I am also advised that because I have been away, I must prove that my house is my principal private residence or face a further penalty of €7,230.

The council claim that I owe €3,500 as a contribution to the local area by virtue of the fact that I built a small passageway from the shop to the back yard in 2004. That job was approved by the council (costing €2,500 to build at the time) and I knew nothing about this contribution charge in the subsequent years until now.

I envisage returning to Ireland because I become entitled to the State pension later this year, and I thought the sale of the property (at a 70 per cent discount on what I paid for the entire property back in in 2001) would pay off my debts and cushion me somewhat in my retirement years.

Now my country, through its local council, is trying to fleece me unjustly in my final years.

It now looks like I cannot stay on in Ireland simply because I cannot afford to live there, and at 66 years of age, once again I must join the emigrant numbers. Can you help or advise me?


The NPPR is an annual charge of €200 that was due in respect of residential properties that were not used as the owner’s principal private residence. The €200 charge was payable to the relevant local authority and applies for all years from 2009 to 2013.

Apartment: Based on the circumstances outlined, we would agree with your solicitor that the apartment would be liable to the NPPR charge, as it would come within the definition of a residential property.

The apartment is considered a residential property for the purpose of the NPPR charge as it is a building in the State used, or suitable for use, as a dwelling.

An exemption applies to granny flats and similar dwellings located no more than two kilometres from the owner’s residence. For it to apply, a relative of the owner must have lived in the dwelling, rent- free. I understand the apartment was empty from at least 2011. If a relative lived in the apartment from 2009-2011, you could consider if the exemption would apply.

A late fee of €20 accumulated each month the NPPR liability was unpaid. Late fees were frozen from March 2nd, 2014, to August 31st, 2014. During this period, if the NPPR charge for the period 2009-2013 was paid, total fee and penalties amounted to €4,220. If the charge for 2009-2013 remained unpaid by August 31st, 2014, the total fee and penalties come to €7,230

Please note that from September 1st, 2014, the penalties were capped and for those who were liable to NPPR for the full period, a total of €7,230 is due.

You will also need to consider both the household charge and local property tax.
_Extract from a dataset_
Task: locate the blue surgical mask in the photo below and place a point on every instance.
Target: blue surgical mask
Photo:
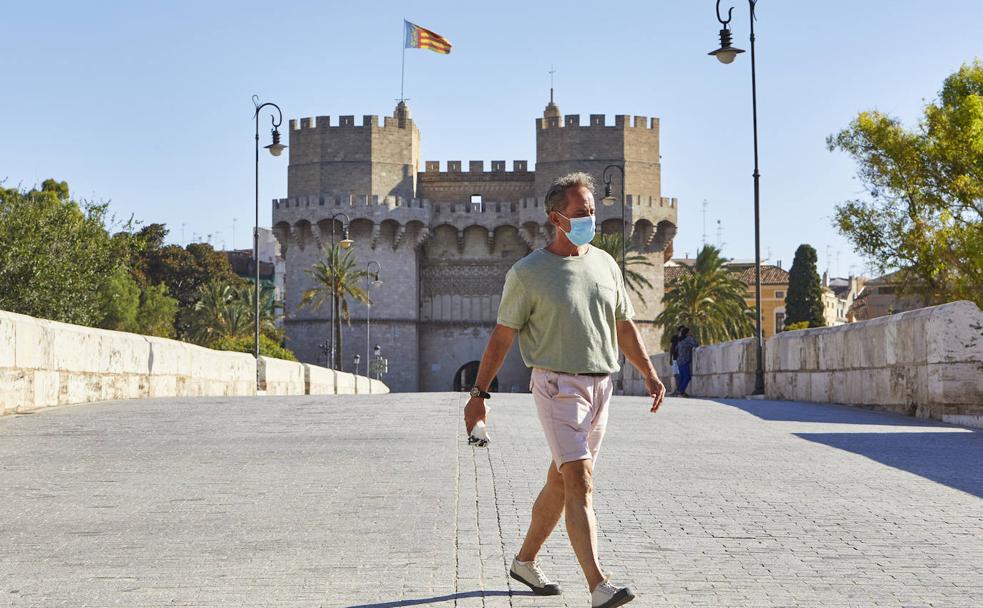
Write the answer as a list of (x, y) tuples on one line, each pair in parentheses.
[(582, 229)]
The household charge applies to properties on which an individual had to pay the NPPR charge.

House: An individual’s principal private residence is not liable to NPPR. Therefore you were exempt from the NPPR charge from 2009-2011. From 2011 as you did not live in the property as your sole or main residence, you are liable to the NPPR charge and penalties for that period.

Shop: The NPPR charge does not apply to commercial properties.
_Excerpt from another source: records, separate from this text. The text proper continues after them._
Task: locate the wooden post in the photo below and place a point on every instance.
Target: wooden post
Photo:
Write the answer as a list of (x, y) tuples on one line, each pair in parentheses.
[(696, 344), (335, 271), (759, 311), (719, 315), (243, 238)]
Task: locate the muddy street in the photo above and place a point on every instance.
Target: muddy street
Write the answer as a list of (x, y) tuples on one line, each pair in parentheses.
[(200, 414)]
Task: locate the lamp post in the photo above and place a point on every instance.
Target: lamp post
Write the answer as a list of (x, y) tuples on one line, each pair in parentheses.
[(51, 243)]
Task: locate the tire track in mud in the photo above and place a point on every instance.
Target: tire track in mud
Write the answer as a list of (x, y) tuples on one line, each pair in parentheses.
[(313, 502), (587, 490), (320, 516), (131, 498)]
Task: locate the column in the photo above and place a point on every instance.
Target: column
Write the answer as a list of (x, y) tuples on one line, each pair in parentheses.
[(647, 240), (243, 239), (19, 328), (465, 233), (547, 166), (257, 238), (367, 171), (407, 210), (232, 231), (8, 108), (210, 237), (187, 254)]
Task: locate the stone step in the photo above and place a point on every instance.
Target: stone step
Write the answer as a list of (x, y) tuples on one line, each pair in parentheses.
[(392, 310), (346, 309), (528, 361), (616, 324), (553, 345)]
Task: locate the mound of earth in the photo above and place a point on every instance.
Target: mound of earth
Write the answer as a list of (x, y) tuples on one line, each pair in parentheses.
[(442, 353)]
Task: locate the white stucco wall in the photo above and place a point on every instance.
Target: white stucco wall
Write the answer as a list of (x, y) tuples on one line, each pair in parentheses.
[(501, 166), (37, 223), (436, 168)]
Given your financial circumstances, we would recommend that you contact your local authority and make a case of genuine hardship, as in some cases they may collect the liability by instalments. In exceptional circumstances they may reduce or write off part of the liability. Your liabilities will need to be paid before the sale of the property. Upon the sale of the property, you can request a certificate of discharge from the local authority as evidence of payment.

CGT: As you are selling the entire property for a price that is significantly less than the cost price in 2001, we understand that a loss will occur for capital gains tax (CGT) purposes and therefore no liability arises. Please note indexation applies to the cost of the property in 2001. We have also not considered any potential reliefs that may be available in the event of a CGT liability arising as we understand a loss will occur. We would recommend seeking tax advice if and when you dispose of the property.

Contribution to the local area: We would recommend seeking relevant legal advice to ensure the request for payment by the local council is accurate in this instance.